Wesentlich aussagekräftiger dagegen ist die Analyse der Marktstruktur eines Finanzsystems und des Verhältnisses von großen und kleinen Marktteilnehmern. Tarashev, Borio und Tsatsaronis (2009) haben dies anhand eines fiktiven Banksystems nachgewiesen. Die Prämissen hierbei sind, dass das systemische Risiko von drei Triebkräften bestimmt wird: den Ausfallwahrscheinlichkeiten der einzelnen Institute, der Abhängigkeit vom systematischen Risikofaktor und der Größe der einzelnen Marktteilnehmer. In der Ausgangssituation gibt es drei Banken, die zusammen 40 des gesamten Systems ausmachen, der Rest des Systems besteht aus vielen kleinen Banken. Belässt man nun alle genannten Faktoren konstant und erhöht nur die Anzahl der kleinen Banken, ohne deren gesamten Marktanteil zu vergrößern, so sinkt das systemische Risiko. Jedoch steigt durch neue, kleine Banken auch die systemische Bedeutung der drei großen Banken, die bereits in der Ausgangssituation hoch ist. So zeigt dieses Modell, dass die größte Bank des Systems, die nur fünfmal so groß ist wie die kleinste Bank, eine zehnmal höhere systemische Bedeutung als diese hat. Die systemische Relevanz einer großen Bank, steigt also auch dann, wenn ihr mehr kleine Banken gegenüber gestellt werden, das System an sich also eigentlich weniger konzentriert ist. Insofern hat nicht die Größte der Bank per se Bedeutung für deren systemische Bedeutung, sondern deren relative Größe im Vergleich zu den anderen Instituten des Systems.15

Auch Finanzinstitute, die für einen hohen Anteil des Marktgeschehens in einem Segment verantwortlich sind, haben große systemische Relevanz. Würde ein Teilmarkt nach dem Ausfall eines Instituts wegbrechen, austrocknen oder vorübergehend gestört, so ist dieses Institut systemrelevant. hnlich verhält es sich bei potentiellen Störungen in Zahlungsund Abwicklungssystemen bei Ausfall eines Marktteilnehmers.16

Eine weitere wichtige Kategorie bei der Beurteilung der systemischen Relevanz eines Instituts sind Ansteckungseffekte, die als Folge des Ausfalls dieses Instituts auftreten. Die Ansteckungseffekte stehen nicht in einem eindeutigen Verhältnis zur Größe eines Instituts. Vielmehr sind darüber hinaus Aktivität und Geschäftspolitik eines Instituts bedeutsam. Ein Beispiel für ein als systemrelevant eingestuftes Institut war die Investmentbank Bear Stearns. Obwohl relativ klein, war die Bank über ihre Geschäftsaktivitäten so stark mit dem System verknüpft, dass eine Stützung seitens der US-Regierung und die anschließende Übernahme durch J.P. Morgan Chase notwendig erschienen. Als möglicher Ansteckungskanal wurde der Markt für Credit Default Swaps vermutet.17 Über diesen hätten sich die negativen Auswirkungen des Ausfalls von Bear Stearns auf andere Institute des Finanzsystems übertragen können.

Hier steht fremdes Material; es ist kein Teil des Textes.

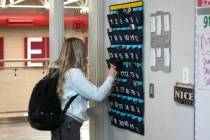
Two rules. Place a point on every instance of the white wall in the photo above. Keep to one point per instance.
(164, 119)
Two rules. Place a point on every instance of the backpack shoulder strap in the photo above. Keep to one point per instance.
(69, 102)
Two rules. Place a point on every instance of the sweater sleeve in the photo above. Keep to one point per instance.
(88, 90)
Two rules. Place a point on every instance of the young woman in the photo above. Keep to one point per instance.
(72, 81)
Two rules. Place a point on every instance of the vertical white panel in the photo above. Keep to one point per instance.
(56, 27)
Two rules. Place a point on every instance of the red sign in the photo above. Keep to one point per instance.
(1, 51)
(36, 48)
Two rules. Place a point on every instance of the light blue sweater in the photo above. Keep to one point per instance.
(77, 83)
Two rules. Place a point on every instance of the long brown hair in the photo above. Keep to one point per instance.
(73, 55)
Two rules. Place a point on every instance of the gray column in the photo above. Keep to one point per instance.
(56, 27)
(97, 63)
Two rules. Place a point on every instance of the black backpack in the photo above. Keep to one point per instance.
(44, 111)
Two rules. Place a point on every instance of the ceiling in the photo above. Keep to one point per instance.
(70, 4)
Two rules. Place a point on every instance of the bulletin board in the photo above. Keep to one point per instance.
(160, 51)
(125, 33)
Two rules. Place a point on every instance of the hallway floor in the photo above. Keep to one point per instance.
(20, 130)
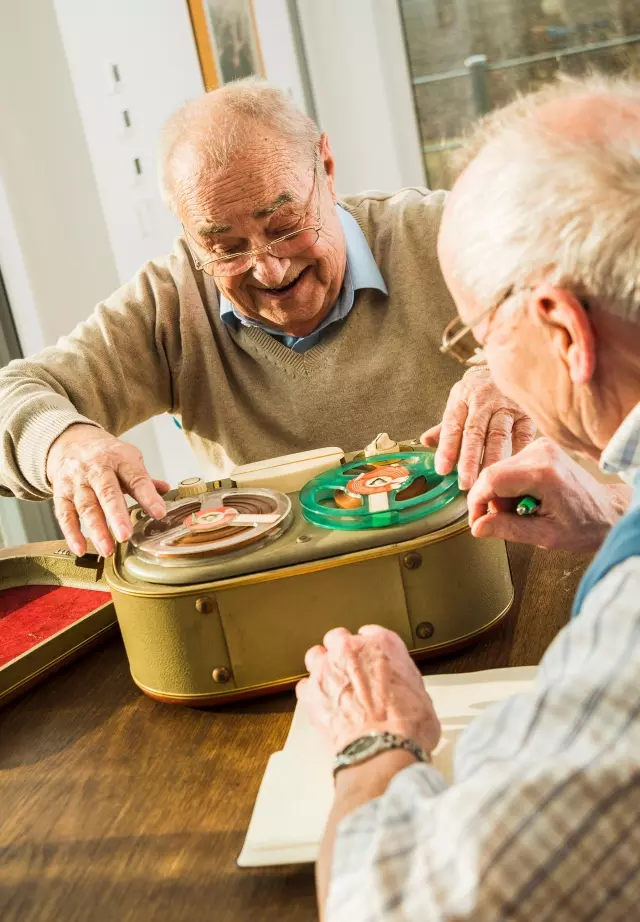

Wichtig für die systemische Relevanz eines Instituts ist auch die Frage, inwieweit seine Geschäftsaktivitäten mit denen anderen Marktteilnehmer korreliert sind. Dieses Problem erwächst zum einen aus der Tatsache, dass Institute einen Anreiz haben, Risiken einzugehen, die stark mit anderen Instituten korreliert sind, um so im Falle einer Notlage vom Staat oder der Zentralbank gestützt zu werden. Zum anderen kann eine starke Korrelation auch Folge eines Herdentriebes sein. Dies wurde in den letzten Jahren sichtbar, als immer mehr Marktteilnehmer in genau dieselben Produkte investierten - in Subprime-Hypotheken sowie entsprechenden Verbriefungen und Derivate.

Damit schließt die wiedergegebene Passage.